Carlos, the boy in our example, shows all the psychological and behavioral traits of the emotional withdrawal syndrome. In his case, what he needs, above all, is the help of a professional and adequate psychological therapy. No one deserves to live in such a helpless state, no one should stop loving themselves that way, to the point of being suspended in a meaningless existence and such a destructive state of emotional suffering.
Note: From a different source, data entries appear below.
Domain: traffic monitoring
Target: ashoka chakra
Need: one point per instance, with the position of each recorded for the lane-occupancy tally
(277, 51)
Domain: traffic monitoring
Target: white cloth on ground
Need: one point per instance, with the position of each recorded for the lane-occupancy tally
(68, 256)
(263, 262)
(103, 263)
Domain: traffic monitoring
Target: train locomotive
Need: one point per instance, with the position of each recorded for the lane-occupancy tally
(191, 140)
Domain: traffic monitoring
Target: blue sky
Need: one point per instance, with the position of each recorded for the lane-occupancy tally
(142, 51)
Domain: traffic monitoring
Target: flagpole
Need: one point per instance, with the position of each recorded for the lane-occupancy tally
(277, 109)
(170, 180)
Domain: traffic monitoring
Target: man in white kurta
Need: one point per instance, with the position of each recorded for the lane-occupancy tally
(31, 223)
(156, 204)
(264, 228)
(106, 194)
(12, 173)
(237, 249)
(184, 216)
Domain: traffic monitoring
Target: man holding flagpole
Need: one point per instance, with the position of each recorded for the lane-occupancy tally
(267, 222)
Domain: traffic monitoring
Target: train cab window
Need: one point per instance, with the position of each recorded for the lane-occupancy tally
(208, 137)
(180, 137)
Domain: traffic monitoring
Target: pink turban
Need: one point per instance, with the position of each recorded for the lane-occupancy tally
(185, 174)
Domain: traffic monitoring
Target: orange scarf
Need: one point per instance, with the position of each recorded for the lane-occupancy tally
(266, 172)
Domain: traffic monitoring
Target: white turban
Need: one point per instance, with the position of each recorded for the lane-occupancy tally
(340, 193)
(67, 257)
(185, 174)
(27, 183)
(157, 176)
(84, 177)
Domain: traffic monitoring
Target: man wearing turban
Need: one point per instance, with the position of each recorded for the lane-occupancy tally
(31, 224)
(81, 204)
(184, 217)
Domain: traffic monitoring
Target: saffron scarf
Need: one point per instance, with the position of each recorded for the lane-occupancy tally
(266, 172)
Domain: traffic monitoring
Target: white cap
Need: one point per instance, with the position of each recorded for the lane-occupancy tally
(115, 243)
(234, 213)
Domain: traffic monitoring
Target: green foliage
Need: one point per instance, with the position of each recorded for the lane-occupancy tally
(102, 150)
On the other hand, in the same way that we have reached this extreme or if, in due course, we are facing an emotional rupture, it would be appropriate to reflect on the following strategies. Essential secrets to consider:

  • Suffering from emotional withdrawal syndrome, within certain parameters of intensity and duration, is completely normal. However, it must be assumed that it is something temporary, a state that must give way to a more balanced, focused and strong state.
  • Accept negative emotions like sadness and desolation. These are moods that sooner or later will pass to favor acceptance and overcoming.
  • “Zero” contact is basic in these cases. It is essential not to have the ex-spouse on social media or contacts. It’s the first step to disconnect from his life, avoiding falling into perverse dynamics.
  • Making changes in life is rewarding. Something as simple as making new friends or pursuing other hobbies will be very helpful in “freeing the mind”, to break the cycle of obsession.

Throughout this process, we will not overlook other valuable aspects such as self-esteem, dignity, values ​​or vital purposes. An affective break should never be seen as the end of the world, but as the end of a stage and the mandatory beginning of something that will undoubtedly bring good things and a version of ourselves that will be stronger and even stronger. more beautiful.